The lawsuit alleges that the Biden administration exceeded its legal authority by expanding Title IX to include discrimination based on gender identity. It also argues that the provision would conflict with state decisions.

“This rule conflicts with numerous Plaintiffs’ state laws that govern public institutions of higher education and elementary and secondary education, including laws regarding harassment, bathrooms, sports, parental rights, and more,” the lawsuit says. “This rule impedes Plaintiffs’ state sovereign authority to enforce and administer their laws and pressures Plaintiffs to change their laws and practices.”

But in a letter filed in district court, Justice Department lawyers wrote that a temporary injunction “would substantially harm the government’s interest in preventing such discrimination.”

“Sex discrimination in educational settings has devastating consequences, including harassment based on sexual orientation and gender identity,” the Justice Department wrote.
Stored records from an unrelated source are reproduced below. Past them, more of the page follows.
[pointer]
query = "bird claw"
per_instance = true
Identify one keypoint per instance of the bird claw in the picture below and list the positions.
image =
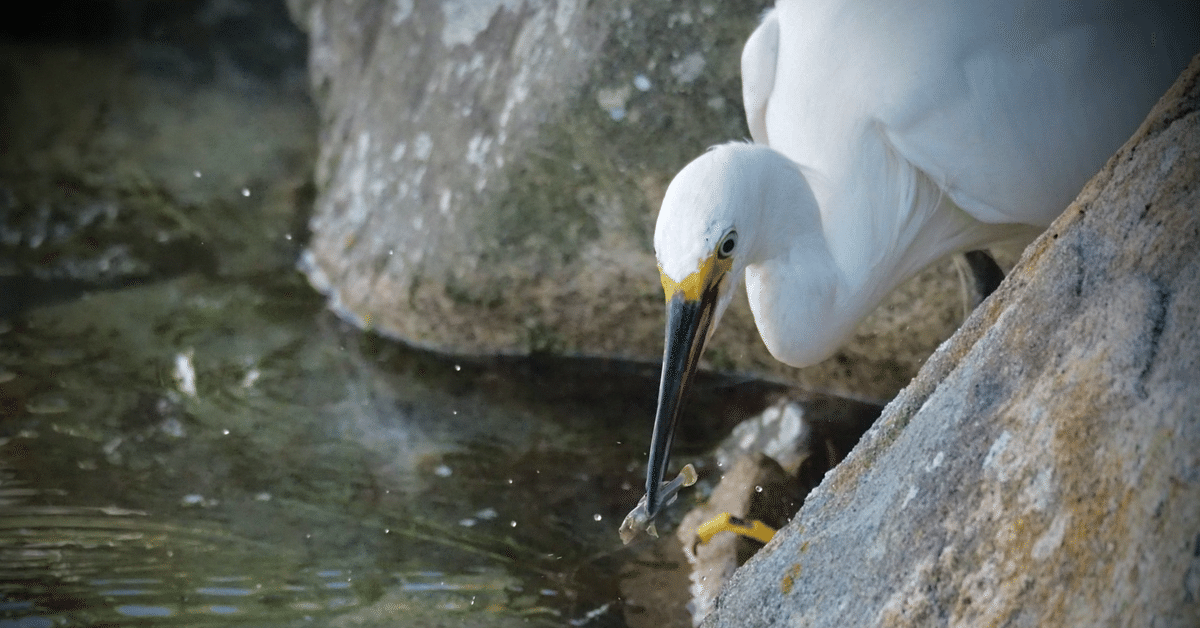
(640, 519)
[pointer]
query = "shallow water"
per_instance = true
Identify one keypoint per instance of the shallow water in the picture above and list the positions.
(211, 452)
(189, 438)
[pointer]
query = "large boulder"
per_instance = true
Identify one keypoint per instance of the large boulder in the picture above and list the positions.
(490, 174)
(1044, 466)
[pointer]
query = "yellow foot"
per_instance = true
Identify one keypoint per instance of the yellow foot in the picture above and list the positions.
(725, 521)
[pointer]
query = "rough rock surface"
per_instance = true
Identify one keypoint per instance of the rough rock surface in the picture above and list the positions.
(490, 174)
(1044, 466)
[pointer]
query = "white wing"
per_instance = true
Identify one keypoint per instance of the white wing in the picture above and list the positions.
(1007, 105)
(759, 59)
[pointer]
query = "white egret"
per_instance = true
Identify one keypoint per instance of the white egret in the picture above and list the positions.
(887, 135)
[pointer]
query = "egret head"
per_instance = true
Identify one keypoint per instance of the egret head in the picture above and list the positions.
(707, 233)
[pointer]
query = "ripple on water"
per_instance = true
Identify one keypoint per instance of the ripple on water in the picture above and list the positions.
(47, 404)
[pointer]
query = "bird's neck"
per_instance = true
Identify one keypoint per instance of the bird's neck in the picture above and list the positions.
(829, 261)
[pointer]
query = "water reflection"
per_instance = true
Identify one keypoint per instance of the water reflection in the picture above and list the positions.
(295, 470)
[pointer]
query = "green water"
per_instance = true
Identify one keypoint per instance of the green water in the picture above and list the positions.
(216, 450)
(189, 438)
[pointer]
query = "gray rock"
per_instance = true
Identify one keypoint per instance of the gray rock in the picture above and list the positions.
(1044, 466)
(490, 174)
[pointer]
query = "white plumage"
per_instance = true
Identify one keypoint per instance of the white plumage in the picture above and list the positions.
(888, 135)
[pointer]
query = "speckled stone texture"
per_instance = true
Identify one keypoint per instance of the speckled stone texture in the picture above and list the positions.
(490, 174)
(1044, 466)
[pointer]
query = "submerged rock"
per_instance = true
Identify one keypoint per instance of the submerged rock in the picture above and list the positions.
(1044, 467)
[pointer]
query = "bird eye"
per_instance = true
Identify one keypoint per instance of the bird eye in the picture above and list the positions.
(727, 244)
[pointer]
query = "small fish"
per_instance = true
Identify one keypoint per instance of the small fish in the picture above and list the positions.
(639, 519)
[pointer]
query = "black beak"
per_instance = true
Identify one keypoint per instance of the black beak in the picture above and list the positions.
(688, 322)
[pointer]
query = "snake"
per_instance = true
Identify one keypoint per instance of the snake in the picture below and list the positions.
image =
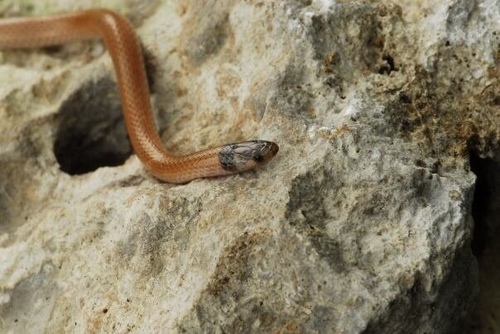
(125, 51)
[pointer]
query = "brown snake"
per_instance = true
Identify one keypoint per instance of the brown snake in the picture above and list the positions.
(126, 54)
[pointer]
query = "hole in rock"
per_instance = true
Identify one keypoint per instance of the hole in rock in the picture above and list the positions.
(486, 203)
(92, 132)
(486, 244)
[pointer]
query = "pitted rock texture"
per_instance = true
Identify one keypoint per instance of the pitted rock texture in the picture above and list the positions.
(362, 223)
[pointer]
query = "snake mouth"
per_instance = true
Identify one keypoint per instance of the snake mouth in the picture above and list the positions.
(243, 156)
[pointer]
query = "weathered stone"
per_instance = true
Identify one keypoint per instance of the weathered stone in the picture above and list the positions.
(362, 223)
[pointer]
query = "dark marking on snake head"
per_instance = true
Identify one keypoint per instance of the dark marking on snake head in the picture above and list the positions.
(246, 155)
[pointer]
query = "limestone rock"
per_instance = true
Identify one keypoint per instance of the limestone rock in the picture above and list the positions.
(361, 223)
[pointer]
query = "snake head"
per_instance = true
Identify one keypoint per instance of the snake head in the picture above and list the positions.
(243, 156)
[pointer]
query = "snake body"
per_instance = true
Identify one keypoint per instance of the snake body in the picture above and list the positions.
(126, 54)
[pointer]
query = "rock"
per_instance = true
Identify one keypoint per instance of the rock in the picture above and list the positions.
(362, 223)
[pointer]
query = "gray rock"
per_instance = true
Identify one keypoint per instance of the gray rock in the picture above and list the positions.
(362, 223)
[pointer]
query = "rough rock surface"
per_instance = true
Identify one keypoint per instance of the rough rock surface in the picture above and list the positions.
(362, 223)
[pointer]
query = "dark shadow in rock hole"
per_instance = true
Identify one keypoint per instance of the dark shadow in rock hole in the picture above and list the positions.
(92, 131)
(486, 203)
(485, 245)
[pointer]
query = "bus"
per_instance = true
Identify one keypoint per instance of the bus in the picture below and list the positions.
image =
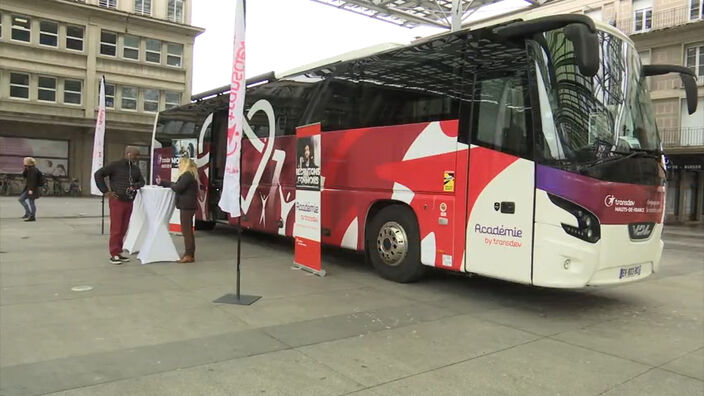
(524, 150)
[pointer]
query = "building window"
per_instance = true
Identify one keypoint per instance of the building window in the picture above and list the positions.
(19, 85)
(108, 3)
(175, 11)
(48, 33)
(595, 14)
(109, 95)
(74, 38)
(129, 98)
(108, 43)
(47, 89)
(72, 91)
(130, 48)
(153, 51)
(174, 54)
(143, 7)
(695, 60)
(21, 28)
(643, 19)
(696, 9)
(172, 99)
(151, 100)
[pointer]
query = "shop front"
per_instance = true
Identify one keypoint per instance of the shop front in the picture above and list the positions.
(685, 188)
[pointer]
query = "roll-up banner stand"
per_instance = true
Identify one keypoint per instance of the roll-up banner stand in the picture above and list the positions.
(306, 229)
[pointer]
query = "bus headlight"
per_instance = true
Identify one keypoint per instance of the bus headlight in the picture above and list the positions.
(588, 228)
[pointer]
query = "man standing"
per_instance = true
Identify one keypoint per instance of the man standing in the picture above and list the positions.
(125, 180)
(32, 177)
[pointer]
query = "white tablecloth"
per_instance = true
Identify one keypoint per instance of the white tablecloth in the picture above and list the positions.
(137, 230)
(148, 231)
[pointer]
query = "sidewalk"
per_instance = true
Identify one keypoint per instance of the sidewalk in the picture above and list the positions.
(55, 207)
(153, 329)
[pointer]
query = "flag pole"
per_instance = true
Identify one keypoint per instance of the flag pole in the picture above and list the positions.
(237, 298)
(102, 216)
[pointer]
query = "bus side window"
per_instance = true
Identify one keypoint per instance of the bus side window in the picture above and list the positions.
(502, 115)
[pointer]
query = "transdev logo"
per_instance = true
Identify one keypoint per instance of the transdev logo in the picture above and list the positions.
(611, 200)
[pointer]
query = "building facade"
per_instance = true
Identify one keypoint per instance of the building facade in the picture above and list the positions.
(53, 54)
(664, 32)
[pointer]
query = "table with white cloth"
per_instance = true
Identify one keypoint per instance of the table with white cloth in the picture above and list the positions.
(148, 231)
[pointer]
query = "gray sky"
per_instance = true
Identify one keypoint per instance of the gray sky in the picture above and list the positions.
(283, 34)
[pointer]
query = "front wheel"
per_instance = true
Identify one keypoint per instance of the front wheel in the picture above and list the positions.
(393, 244)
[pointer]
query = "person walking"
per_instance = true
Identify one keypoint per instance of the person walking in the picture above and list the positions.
(125, 180)
(32, 183)
(186, 188)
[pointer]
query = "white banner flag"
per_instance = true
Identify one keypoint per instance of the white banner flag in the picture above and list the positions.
(230, 197)
(99, 140)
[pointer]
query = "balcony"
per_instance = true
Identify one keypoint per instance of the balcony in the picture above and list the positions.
(682, 137)
(661, 19)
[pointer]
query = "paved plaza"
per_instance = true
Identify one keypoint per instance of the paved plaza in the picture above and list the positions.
(153, 329)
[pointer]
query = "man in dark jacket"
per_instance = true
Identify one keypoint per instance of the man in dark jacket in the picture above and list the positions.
(125, 180)
(32, 177)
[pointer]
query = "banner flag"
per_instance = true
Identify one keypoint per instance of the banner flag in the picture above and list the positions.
(230, 197)
(98, 140)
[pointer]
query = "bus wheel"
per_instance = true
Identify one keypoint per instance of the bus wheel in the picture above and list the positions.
(393, 244)
(201, 225)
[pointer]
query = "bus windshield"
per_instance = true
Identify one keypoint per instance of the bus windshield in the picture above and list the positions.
(588, 119)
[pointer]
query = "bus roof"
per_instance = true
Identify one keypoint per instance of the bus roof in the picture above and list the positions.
(359, 53)
(386, 47)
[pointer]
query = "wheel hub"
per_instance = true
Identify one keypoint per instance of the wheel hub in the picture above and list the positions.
(392, 243)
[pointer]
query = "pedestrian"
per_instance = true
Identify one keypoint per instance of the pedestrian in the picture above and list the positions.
(186, 188)
(125, 180)
(32, 182)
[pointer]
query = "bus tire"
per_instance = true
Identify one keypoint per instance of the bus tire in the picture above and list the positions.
(201, 225)
(393, 244)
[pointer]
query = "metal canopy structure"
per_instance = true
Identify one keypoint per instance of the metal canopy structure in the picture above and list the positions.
(448, 14)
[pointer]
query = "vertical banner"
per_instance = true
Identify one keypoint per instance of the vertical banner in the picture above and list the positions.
(306, 228)
(230, 197)
(98, 140)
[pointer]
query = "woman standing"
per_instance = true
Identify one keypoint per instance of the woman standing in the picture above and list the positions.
(186, 188)
(32, 180)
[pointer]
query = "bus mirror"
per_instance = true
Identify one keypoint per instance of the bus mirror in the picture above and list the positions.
(579, 29)
(586, 48)
(686, 75)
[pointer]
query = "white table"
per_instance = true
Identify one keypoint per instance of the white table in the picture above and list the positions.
(148, 231)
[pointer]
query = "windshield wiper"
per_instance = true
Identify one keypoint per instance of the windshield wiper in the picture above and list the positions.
(641, 153)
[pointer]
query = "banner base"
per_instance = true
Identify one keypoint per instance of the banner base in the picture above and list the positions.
(232, 298)
(320, 273)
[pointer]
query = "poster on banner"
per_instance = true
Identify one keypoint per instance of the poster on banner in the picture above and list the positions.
(306, 229)
(98, 139)
(230, 196)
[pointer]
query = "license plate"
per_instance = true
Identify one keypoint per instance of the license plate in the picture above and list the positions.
(629, 272)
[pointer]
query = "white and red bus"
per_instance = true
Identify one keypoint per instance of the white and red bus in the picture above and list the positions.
(526, 150)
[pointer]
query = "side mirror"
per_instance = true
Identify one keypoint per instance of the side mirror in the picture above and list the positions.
(579, 29)
(689, 80)
(586, 48)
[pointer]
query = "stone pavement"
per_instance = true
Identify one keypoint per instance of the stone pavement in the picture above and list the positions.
(152, 329)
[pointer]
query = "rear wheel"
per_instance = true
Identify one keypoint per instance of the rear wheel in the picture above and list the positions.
(393, 244)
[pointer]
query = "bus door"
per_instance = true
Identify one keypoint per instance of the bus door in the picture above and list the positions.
(499, 238)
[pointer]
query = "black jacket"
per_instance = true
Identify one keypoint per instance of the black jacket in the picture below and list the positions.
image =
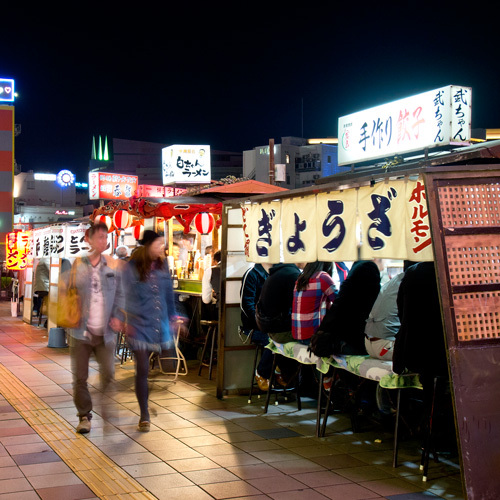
(420, 342)
(251, 286)
(342, 330)
(274, 309)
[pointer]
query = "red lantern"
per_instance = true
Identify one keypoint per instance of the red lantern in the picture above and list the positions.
(104, 219)
(122, 219)
(138, 232)
(204, 222)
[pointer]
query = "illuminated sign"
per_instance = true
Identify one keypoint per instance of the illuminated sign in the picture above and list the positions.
(186, 164)
(6, 90)
(17, 250)
(147, 191)
(111, 186)
(65, 178)
(45, 177)
(439, 117)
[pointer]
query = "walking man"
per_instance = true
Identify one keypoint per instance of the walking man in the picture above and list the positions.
(98, 281)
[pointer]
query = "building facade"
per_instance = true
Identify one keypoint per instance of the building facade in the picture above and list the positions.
(304, 163)
(40, 201)
(144, 160)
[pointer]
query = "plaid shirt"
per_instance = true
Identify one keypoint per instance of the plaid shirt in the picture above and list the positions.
(310, 305)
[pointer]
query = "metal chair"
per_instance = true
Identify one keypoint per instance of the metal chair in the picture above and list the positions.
(210, 338)
(179, 359)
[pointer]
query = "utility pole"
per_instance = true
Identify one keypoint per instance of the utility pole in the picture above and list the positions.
(271, 162)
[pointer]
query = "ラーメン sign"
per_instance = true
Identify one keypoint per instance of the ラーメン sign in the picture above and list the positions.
(7, 90)
(111, 186)
(186, 164)
(439, 117)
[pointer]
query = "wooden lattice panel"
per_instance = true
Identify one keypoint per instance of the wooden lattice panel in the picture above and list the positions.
(470, 205)
(477, 315)
(473, 259)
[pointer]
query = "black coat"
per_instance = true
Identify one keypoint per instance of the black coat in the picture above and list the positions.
(342, 330)
(251, 286)
(420, 342)
(274, 309)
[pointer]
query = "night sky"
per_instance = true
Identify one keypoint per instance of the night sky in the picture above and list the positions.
(160, 77)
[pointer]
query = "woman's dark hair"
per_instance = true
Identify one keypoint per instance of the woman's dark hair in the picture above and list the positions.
(141, 258)
(309, 270)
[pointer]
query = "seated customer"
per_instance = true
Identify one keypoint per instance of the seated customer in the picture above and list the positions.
(383, 322)
(210, 290)
(420, 343)
(342, 330)
(313, 295)
(274, 313)
(251, 286)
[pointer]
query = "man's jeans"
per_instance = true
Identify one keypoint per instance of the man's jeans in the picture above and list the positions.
(81, 351)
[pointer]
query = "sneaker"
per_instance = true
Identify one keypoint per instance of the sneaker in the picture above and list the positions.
(262, 382)
(327, 383)
(84, 425)
(279, 379)
(144, 426)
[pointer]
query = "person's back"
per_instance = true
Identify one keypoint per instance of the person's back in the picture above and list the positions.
(274, 310)
(313, 295)
(420, 344)
(342, 330)
(251, 287)
(383, 322)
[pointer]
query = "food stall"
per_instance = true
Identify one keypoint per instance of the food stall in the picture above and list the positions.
(446, 209)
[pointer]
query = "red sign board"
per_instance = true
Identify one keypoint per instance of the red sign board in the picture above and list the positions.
(112, 186)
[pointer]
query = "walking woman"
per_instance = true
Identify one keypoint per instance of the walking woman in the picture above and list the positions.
(151, 313)
(313, 294)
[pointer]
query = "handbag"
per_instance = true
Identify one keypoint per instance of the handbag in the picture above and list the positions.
(69, 310)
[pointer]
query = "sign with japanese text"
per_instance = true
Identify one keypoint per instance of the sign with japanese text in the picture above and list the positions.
(299, 230)
(418, 234)
(382, 213)
(265, 232)
(76, 246)
(111, 186)
(18, 246)
(150, 191)
(186, 164)
(337, 228)
(7, 92)
(439, 117)
(388, 221)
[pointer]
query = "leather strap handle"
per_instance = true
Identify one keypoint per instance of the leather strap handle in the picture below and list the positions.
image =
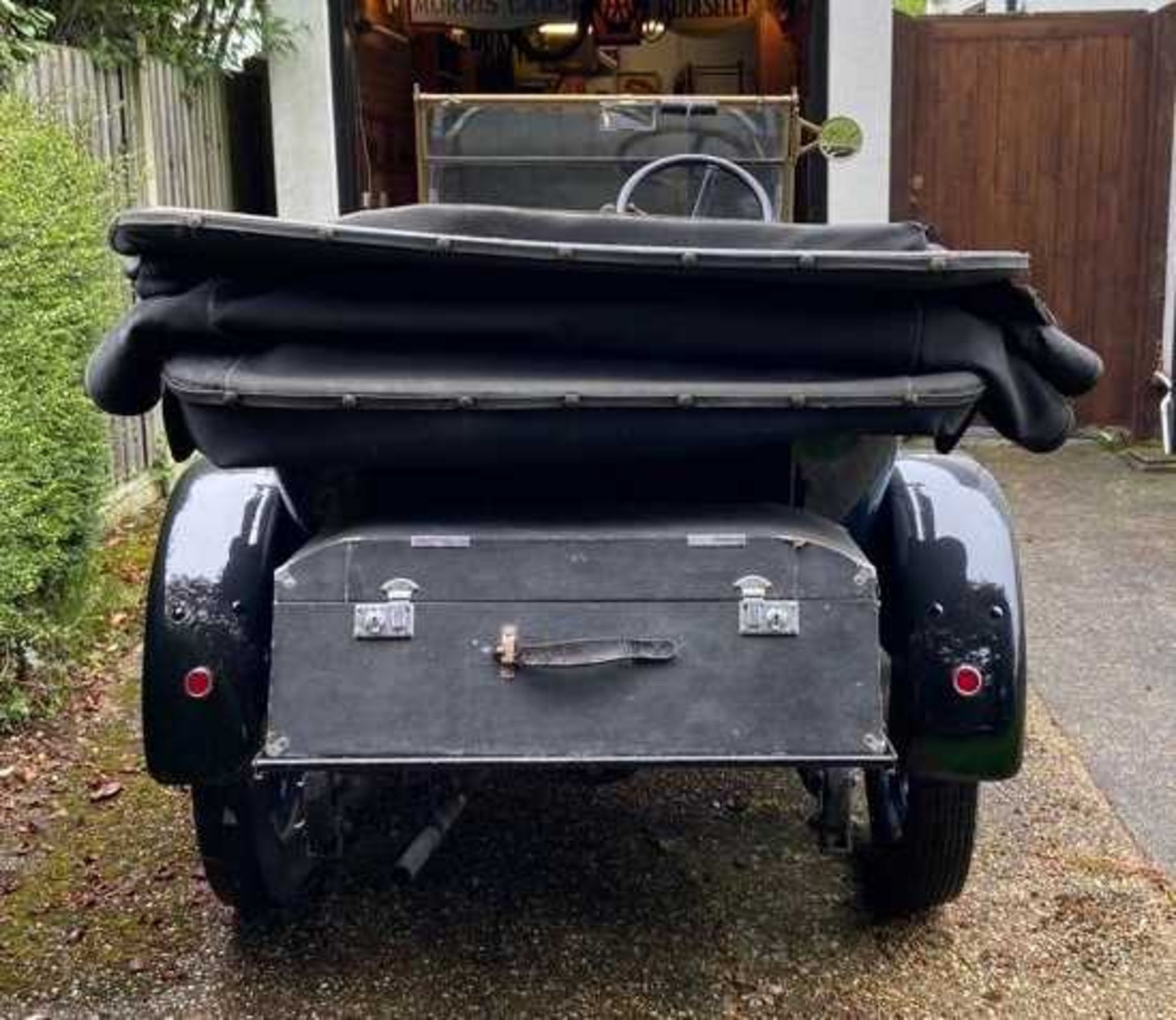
(579, 652)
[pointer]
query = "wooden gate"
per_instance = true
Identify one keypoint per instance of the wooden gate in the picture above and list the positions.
(1052, 134)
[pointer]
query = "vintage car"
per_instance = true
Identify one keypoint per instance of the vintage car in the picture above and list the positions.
(582, 489)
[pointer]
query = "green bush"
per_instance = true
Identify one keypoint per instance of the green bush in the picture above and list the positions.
(59, 290)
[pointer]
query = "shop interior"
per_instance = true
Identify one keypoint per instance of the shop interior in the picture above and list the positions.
(624, 47)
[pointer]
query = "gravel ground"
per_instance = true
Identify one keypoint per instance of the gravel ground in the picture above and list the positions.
(1099, 554)
(688, 893)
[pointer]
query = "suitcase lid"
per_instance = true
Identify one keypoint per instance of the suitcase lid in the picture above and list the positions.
(654, 558)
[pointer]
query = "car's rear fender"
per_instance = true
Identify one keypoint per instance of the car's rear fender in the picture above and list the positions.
(211, 605)
(952, 595)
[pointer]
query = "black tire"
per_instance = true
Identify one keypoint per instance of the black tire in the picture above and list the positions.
(253, 844)
(922, 834)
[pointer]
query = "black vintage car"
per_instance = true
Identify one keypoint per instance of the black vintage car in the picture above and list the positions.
(489, 486)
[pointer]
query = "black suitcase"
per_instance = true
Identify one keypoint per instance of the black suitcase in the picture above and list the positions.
(742, 635)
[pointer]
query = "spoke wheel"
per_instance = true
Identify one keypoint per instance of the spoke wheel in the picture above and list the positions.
(253, 841)
(922, 834)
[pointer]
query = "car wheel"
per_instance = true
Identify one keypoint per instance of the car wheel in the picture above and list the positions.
(922, 833)
(252, 838)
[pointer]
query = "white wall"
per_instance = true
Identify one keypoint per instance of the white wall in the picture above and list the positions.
(860, 60)
(300, 91)
(1169, 336)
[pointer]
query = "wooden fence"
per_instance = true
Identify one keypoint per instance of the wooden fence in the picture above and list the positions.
(168, 144)
(1052, 133)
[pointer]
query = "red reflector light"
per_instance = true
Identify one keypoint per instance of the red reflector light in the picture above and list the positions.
(198, 682)
(967, 680)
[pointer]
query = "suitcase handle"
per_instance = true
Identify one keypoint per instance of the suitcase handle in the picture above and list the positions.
(513, 654)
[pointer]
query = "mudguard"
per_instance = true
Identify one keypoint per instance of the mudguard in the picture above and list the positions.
(211, 604)
(952, 594)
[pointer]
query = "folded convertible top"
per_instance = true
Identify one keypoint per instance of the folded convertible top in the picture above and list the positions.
(406, 309)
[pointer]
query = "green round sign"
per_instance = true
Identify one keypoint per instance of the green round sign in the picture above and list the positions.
(840, 138)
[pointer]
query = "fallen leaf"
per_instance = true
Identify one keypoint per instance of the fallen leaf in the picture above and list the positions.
(106, 791)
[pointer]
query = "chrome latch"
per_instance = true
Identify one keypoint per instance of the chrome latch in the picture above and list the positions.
(760, 617)
(392, 621)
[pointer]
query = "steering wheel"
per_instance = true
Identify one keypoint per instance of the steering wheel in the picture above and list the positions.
(713, 162)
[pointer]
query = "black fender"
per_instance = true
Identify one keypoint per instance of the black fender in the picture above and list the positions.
(211, 604)
(951, 589)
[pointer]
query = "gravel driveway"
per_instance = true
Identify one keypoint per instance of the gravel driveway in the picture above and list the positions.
(688, 893)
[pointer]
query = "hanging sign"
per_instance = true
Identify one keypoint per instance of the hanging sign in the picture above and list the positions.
(492, 15)
(707, 17)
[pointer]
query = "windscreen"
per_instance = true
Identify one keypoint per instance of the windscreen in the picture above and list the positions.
(576, 152)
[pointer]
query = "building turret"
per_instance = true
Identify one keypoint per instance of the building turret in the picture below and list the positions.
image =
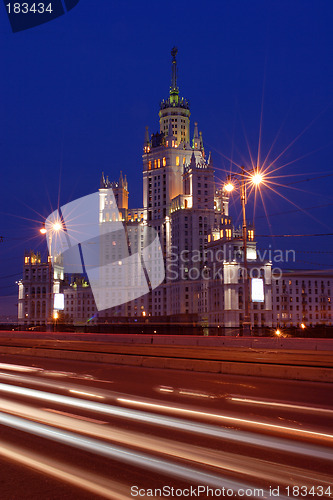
(175, 109)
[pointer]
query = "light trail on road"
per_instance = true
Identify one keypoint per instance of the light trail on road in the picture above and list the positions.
(215, 444)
In a motion filed late Tuesday in Atlanta’s U.S. Court of Appeals, plaintiffs’ lawyers said courts in other districts and circuits across the country have issued preliminary injunctions against the rule. The motion said the administrative order was needed to “preserve the status quo” and cited things like the costs of complying with the rule.

“Here, the rule upends the status quo by requiring schools to process hundreds of pages of new regulations, change policies, retrain staff, and more,” the motion says. “The rule itself estimates that compliance will cost millions.”

However, Justice Department lawyers said the plaintiffs knew since April that the rule was to take effect on Aug. 1.

“The status quo has always been during these three months that the rule would go into effect and that Plaintiff would be required to comply,” Justice Department lawyers wrote in a Wednesday response. “If Plaintiff waited until yesterday afternoon to begin taking action to comply, this is a crisis of their own making.”

The lawsuit names the U.S. Department of Education and Secretary of Education Miguel Cardona as defendants. In addition to the states, the other plaintiffs are four groups: Independent Women’s Law Center, Independent Women’s Network, Parents Defending Education, and Speech First.